For motion on a circle of radius $r$ at speed $v$, the required inward force magnitude is

$$F_c = \frac{m v^2}{r}$$

This formula tells you how much inward force is needed. It does not tell you which physical force provides it.

You may also see the same relationship written as

$$F_c = m \omega^2 r$$

because $v = \omega r$ for circular motion.

What Centripetal Force Actually Means

Centripetal force is not an extra force you add to a free-body diagram. It is the name for the net force pointing toward the center. In one problem that force may be tension. In another, it may be gravity, friction, or the normal force.

If the speed is constant, the velocity still changes because its direction keeps turning. That directional change requires centripetal acceleration:

$$a_c = \frac{v^2}{r}$$

If the speed is changing too, then there is also a tangential component of acceleration. In that case, $m v^2 / r$ still gives the inward part of the net force, but not the entire net force.

Why The Force Points Inward

An object in motion tends to keep moving in its current direction. To keep bending that motion into a circle, the net force has to keep pointing inward.

A ball on a string is the standard example. The string tension pulls toward the center, so the ball's velocity keeps turning. If the string breaks, there is no new outward force.
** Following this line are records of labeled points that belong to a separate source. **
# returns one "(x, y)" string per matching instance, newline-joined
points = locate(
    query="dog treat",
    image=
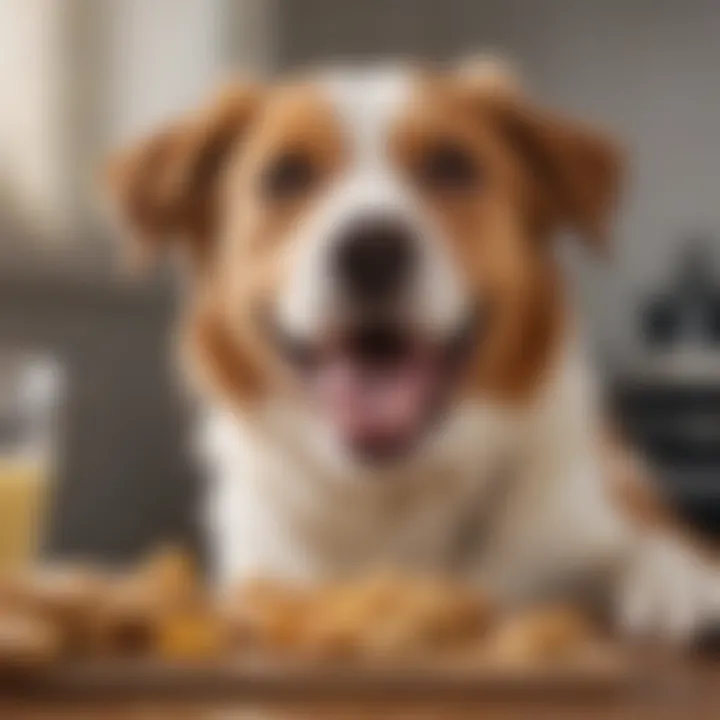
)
(269, 614)
(381, 614)
(137, 604)
(28, 641)
(541, 635)
(161, 610)
(190, 636)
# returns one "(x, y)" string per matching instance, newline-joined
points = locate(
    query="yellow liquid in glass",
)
(23, 484)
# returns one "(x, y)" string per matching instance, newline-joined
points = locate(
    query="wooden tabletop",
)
(666, 688)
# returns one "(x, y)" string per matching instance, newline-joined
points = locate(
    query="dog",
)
(389, 368)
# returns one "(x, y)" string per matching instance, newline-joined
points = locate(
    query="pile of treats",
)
(162, 610)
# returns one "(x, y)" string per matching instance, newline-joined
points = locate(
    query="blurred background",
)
(80, 77)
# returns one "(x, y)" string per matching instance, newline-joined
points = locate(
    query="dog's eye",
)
(449, 167)
(289, 175)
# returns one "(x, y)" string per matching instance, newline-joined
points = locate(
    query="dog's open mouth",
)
(379, 385)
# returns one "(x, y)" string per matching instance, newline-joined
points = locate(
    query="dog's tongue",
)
(377, 404)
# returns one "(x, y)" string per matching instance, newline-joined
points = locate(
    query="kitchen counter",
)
(668, 687)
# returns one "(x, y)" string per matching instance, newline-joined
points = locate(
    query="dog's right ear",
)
(165, 188)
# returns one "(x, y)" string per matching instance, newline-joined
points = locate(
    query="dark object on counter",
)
(688, 312)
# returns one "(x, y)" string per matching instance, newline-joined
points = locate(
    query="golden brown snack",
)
(377, 615)
(67, 596)
(27, 641)
(542, 635)
(170, 576)
(190, 636)
(268, 614)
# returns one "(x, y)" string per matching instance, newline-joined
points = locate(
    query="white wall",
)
(32, 114)
(78, 78)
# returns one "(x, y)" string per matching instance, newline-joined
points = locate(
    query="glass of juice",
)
(29, 416)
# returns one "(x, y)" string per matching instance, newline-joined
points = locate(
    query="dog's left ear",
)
(165, 188)
(574, 171)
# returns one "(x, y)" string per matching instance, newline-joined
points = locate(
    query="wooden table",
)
(687, 689)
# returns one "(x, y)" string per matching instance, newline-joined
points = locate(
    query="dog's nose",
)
(374, 259)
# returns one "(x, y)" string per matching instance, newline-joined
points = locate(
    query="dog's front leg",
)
(563, 528)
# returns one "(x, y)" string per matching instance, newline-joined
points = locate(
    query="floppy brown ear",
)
(165, 188)
(574, 171)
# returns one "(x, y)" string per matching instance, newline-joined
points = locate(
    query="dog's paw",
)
(668, 591)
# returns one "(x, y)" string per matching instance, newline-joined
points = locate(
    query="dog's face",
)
(371, 243)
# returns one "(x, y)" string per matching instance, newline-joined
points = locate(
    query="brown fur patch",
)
(201, 178)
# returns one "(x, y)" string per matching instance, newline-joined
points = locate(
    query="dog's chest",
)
(282, 508)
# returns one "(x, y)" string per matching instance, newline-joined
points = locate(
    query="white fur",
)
(367, 104)
(523, 489)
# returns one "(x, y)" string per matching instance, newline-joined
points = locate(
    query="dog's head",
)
(372, 243)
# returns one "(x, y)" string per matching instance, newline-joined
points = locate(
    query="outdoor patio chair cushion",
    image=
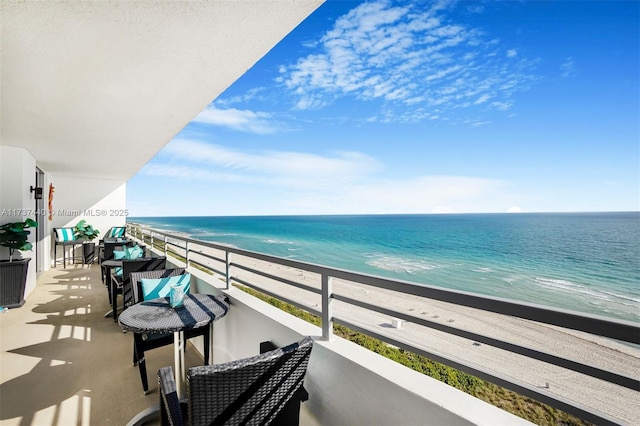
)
(116, 232)
(247, 391)
(153, 288)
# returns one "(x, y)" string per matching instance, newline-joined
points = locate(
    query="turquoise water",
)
(587, 262)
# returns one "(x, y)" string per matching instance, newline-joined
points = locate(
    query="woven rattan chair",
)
(143, 342)
(248, 391)
(65, 237)
(107, 254)
(121, 284)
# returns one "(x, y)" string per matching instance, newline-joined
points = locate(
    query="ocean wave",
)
(272, 241)
(400, 264)
(566, 286)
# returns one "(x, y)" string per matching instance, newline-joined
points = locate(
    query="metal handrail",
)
(626, 331)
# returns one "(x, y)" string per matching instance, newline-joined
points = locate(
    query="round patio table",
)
(157, 316)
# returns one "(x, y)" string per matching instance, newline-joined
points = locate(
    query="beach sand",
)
(616, 401)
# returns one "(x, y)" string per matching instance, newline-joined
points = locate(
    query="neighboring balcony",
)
(63, 362)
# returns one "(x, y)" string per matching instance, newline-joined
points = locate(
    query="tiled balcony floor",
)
(63, 363)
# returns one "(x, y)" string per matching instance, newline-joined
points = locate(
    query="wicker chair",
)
(107, 254)
(121, 284)
(248, 391)
(143, 342)
(64, 237)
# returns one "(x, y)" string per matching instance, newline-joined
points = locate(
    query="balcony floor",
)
(64, 363)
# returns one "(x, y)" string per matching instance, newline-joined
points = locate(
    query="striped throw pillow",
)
(116, 232)
(65, 234)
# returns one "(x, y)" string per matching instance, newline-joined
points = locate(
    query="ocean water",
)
(588, 262)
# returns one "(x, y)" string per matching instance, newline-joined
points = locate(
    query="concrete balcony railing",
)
(582, 364)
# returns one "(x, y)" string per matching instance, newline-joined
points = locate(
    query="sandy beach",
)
(616, 401)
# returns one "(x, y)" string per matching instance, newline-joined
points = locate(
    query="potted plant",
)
(87, 233)
(13, 273)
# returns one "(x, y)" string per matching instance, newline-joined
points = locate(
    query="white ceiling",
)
(97, 88)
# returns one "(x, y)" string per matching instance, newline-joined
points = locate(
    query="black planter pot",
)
(88, 252)
(13, 279)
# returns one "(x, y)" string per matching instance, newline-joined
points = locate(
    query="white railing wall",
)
(225, 262)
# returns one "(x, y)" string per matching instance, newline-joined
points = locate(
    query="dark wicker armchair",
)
(107, 254)
(121, 284)
(249, 391)
(143, 342)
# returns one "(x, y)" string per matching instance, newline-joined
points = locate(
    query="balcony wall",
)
(347, 383)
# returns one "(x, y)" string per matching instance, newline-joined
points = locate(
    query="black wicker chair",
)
(248, 391)
(107, 254)
(65, 237)
(121, 284)
(144, 342)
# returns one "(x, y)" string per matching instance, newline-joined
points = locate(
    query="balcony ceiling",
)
(96, 89)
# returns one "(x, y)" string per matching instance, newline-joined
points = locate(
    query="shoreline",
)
(603, 353)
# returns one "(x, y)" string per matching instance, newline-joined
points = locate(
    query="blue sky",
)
(419, 107)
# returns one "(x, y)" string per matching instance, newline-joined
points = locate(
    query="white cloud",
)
(410, 56)
(243, 120)
(567, 68)
(300, 183)
(283, 168)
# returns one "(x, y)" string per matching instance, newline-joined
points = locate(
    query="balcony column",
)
(327, 308)
(227, 259)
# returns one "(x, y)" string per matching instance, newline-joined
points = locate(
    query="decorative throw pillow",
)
(152, 288)
(119, 254)
(135, 252)
(116, 232)
(65, 234)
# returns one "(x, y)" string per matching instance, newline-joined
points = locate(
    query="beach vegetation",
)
(505, 399)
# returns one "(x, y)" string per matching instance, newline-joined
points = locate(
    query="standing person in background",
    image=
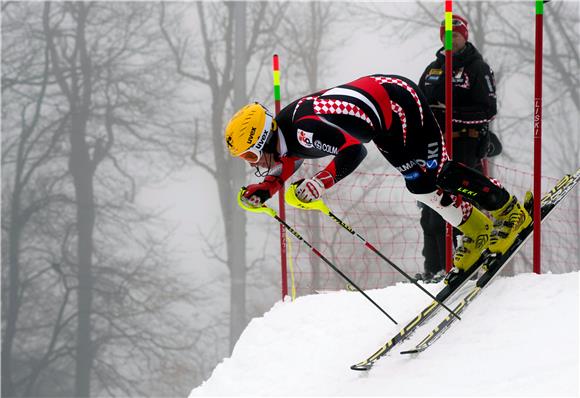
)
(474, 106)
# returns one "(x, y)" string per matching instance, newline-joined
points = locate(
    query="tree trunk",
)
(82, 170)
(237, 242)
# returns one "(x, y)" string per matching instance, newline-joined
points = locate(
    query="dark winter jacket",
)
(474, 97)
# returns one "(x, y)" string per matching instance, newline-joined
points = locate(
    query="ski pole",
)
(319, 205)
(272, 213)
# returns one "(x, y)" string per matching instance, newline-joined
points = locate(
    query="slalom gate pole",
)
(281, 207)
(537, 249)
(321, 206)
(448, 115)
(272, 213)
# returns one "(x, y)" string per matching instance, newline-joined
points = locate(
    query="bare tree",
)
(220, 68)
(88, 115)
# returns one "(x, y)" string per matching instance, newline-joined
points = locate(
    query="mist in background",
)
(127, 267)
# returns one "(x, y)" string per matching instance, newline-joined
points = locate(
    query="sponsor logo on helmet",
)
(262, 140)
(412, 175)
(405, 167)
(251, 136)
(433, 150)
(431, 164)
(326, 148)
(305, 138)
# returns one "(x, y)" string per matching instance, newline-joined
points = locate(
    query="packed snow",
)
(520, 337)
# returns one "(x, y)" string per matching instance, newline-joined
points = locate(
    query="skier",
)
(392, 112)
(474, 106)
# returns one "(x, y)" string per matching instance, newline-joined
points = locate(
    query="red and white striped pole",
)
(449, 113)
(281, 204)
(538, 136)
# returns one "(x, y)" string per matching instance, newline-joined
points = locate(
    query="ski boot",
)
(510, 220)
(430, 277)
(470, 252)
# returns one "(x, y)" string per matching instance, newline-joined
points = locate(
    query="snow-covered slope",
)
(519, 338)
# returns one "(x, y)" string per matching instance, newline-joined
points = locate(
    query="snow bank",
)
(519, 338)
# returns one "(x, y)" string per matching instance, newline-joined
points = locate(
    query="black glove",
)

The ball simply continues in the direction it was already moving at that instant.

Worked Example: Car On A Flat Curve

Suppose a car of mass $m = 1200\ \mathrm{kg}$ moves around a flat circular curve of radius $r = 50\ \mathrm{m}$ at speed $v = 15\ \mathrm{m/s}$.
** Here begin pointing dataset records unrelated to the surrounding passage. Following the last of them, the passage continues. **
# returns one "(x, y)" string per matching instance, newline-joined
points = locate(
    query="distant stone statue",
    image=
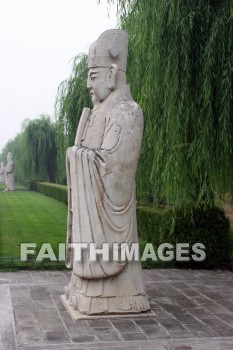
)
(2, 173)
(9, 173)
(101, 169)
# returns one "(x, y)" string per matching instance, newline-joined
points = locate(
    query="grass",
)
(30, 217)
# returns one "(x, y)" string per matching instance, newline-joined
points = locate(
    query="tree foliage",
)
(72, 97)
(180, 69)
(34, 150)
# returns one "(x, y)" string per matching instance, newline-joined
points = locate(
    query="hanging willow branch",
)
(72, 97)
(180, 69)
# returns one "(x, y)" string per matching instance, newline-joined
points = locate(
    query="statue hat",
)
(111, 47)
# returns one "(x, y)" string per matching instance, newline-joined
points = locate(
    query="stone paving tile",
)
(193, 310)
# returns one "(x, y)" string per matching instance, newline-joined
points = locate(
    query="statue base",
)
(76, 315)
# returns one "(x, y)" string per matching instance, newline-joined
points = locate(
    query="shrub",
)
(208, 226)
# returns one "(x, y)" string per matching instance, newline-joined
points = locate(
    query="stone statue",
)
(101, 169)
(9, 173)
(2, 173)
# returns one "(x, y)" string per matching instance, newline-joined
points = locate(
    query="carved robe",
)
(102, 207)
(9, 176)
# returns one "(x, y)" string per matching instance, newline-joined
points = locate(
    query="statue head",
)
(107, 59)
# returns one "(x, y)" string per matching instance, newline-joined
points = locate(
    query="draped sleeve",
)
(101, 190)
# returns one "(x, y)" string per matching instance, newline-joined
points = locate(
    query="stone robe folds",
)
(9, 176)
(102, 207)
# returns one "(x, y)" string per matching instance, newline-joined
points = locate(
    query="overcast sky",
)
(38, 38)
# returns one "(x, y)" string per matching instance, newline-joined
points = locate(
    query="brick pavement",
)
(193, 310)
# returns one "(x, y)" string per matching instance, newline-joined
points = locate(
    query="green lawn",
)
(18, 187)
(30, 217)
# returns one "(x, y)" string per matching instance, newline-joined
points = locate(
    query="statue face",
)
(98, 83)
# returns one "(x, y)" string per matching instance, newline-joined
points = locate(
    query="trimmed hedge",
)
(208, 226)
(56, 191)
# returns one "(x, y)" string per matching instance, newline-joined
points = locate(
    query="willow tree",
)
(34, 150)
(40, 148)
(72, 97)
(180, 70)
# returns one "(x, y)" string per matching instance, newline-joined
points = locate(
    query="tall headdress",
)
(111, 47)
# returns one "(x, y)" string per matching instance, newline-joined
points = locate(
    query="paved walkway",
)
(193, 310)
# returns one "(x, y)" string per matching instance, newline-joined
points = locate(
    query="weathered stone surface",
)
(101, 169)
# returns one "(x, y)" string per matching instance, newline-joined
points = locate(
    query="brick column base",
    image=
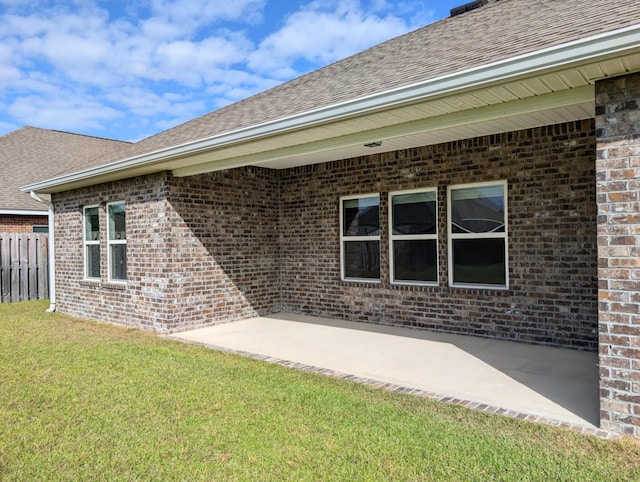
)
(618, 186)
Start with the centripetal-force formula:

$$F_c = \frac{m v^2}{r}$$

Now substitute the values:

$$F_c = \frac{(1200)(15^2)}{50} = \frac{(1200)(225)}{50} = 5400\ \mathrm{N}$$

So the car needs $5400\ \mathrm{N}$ of net force toward the center of the curve. On a flat road, that inward force is usually provided by static friction between the tires and the road.
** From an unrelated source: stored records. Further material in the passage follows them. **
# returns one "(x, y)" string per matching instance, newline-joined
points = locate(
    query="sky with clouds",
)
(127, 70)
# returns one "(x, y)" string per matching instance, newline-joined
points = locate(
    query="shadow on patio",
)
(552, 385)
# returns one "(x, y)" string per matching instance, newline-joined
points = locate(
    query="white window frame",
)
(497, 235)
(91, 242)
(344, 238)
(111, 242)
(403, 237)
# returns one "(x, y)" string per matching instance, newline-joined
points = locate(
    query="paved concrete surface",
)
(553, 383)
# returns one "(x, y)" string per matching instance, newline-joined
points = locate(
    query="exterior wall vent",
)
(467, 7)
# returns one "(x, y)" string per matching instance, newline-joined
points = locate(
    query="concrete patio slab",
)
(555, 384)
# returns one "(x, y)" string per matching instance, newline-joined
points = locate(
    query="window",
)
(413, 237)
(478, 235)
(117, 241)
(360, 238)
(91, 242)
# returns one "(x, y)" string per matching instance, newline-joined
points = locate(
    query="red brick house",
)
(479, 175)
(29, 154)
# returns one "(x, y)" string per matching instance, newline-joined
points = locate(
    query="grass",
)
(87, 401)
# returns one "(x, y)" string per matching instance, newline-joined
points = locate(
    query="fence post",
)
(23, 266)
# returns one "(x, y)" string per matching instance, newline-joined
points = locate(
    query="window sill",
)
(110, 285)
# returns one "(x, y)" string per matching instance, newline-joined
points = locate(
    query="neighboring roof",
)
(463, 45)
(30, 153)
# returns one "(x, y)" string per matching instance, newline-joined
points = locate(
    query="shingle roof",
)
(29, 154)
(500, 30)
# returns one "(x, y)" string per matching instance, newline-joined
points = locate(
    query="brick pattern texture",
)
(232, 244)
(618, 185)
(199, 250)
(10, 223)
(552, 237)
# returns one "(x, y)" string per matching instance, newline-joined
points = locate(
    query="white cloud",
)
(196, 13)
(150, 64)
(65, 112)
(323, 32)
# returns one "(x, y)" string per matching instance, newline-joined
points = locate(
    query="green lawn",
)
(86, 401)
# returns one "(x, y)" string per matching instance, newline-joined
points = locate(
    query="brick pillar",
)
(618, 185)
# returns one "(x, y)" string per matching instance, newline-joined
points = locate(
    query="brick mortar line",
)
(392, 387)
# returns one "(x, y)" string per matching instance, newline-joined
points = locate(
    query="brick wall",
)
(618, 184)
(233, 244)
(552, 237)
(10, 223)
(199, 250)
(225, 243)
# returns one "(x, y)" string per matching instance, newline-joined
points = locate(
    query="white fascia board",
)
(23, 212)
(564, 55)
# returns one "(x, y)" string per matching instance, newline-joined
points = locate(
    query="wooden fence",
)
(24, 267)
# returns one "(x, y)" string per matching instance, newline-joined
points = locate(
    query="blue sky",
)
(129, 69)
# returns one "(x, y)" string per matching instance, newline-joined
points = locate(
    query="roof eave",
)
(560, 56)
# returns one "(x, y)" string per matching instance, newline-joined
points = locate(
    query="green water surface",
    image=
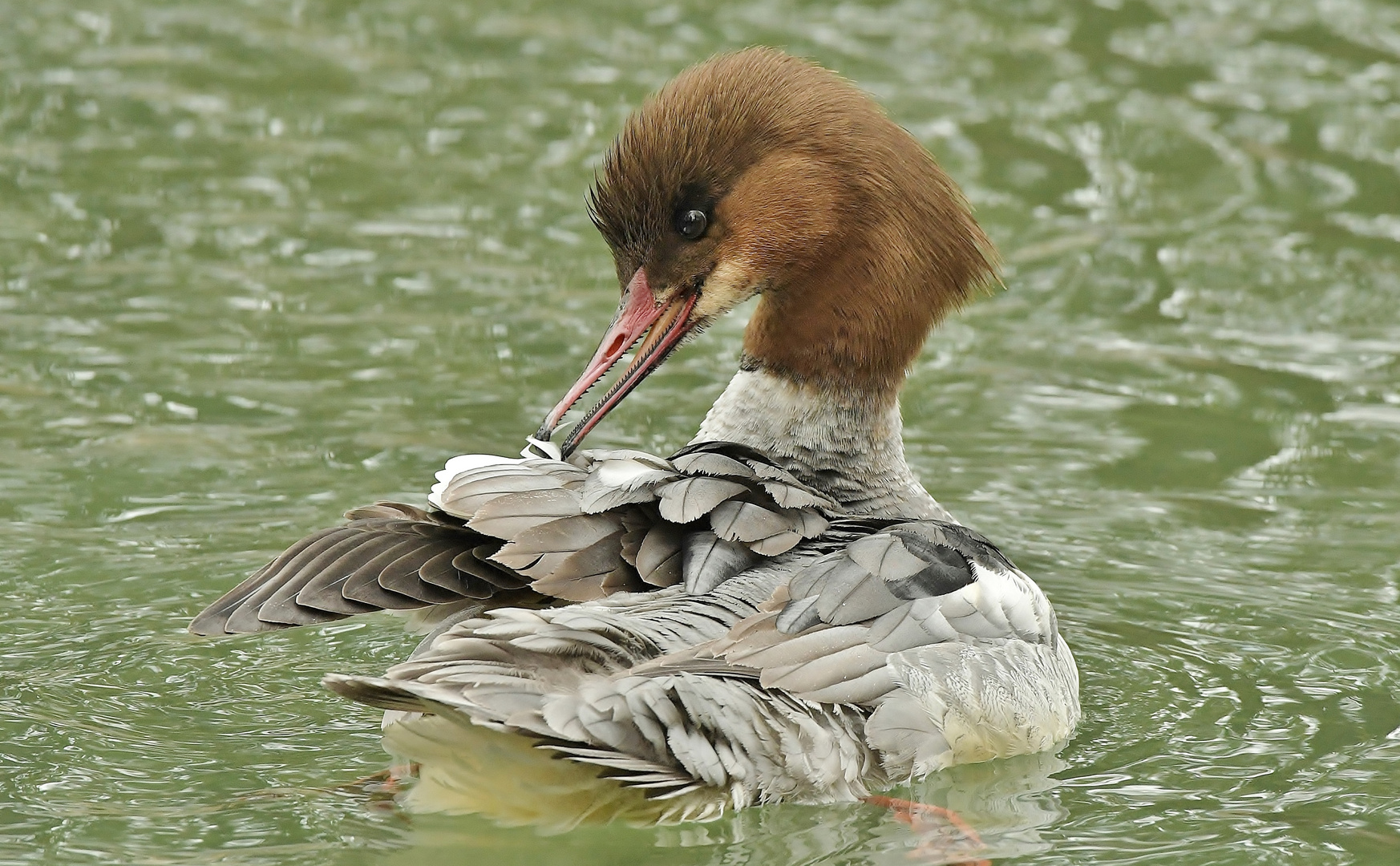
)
(262, 261)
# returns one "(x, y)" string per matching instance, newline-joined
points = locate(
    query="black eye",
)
(692, 225)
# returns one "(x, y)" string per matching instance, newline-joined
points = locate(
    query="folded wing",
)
(606, 522)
That last sentence is the real physics step. The formula gives the required inward force, but you still have to identify which real force supplies it.

Common Mistakes With Centripetal Force

Treating it like a separate force

Ask which real force points inward. Do not add a second force called "centripetal force" unless you mean the inward net result of the actual forces.

Calling circular motion balanced

If the path keeps curving, the net force is not zero. A nonzero inward force is required.

Ignoring the radius

For the same mass and speed, a smaller radius means a sharper turn, so it needs a larger centripetal force.

Inventing an outward force in an inertial frame

In an inertial frame, the required force points inward. The "outward" feeling in a turning car comes from your body's tendency to keep moving straight while the car changes direction.

Where You Use Centripetal Force

Centripetal force shows up whenever motion follows a circular path or a path that is well approximated as circular. Common examples include cars turning, objects on strings, roller-coaster loops, satellites, and planets in orbit.

In many problems, the main job is to connect circular motion to another force law. You may set tension equal to $m v^2 / r$, or gravity equal to $m v^2 / r$, depending on the situation.

Try A Similar Problem

Keep the same car and radius, but double the speed from $15\ \mathrm{m/s}$ to $30\ \mathrm{m/s}$. Because the force depends on $v^2$, the required centripetal force becomes four times larger, not two times larger.

If you want another case after that, try your own version with different numbers and check which real force would provide the inward pull.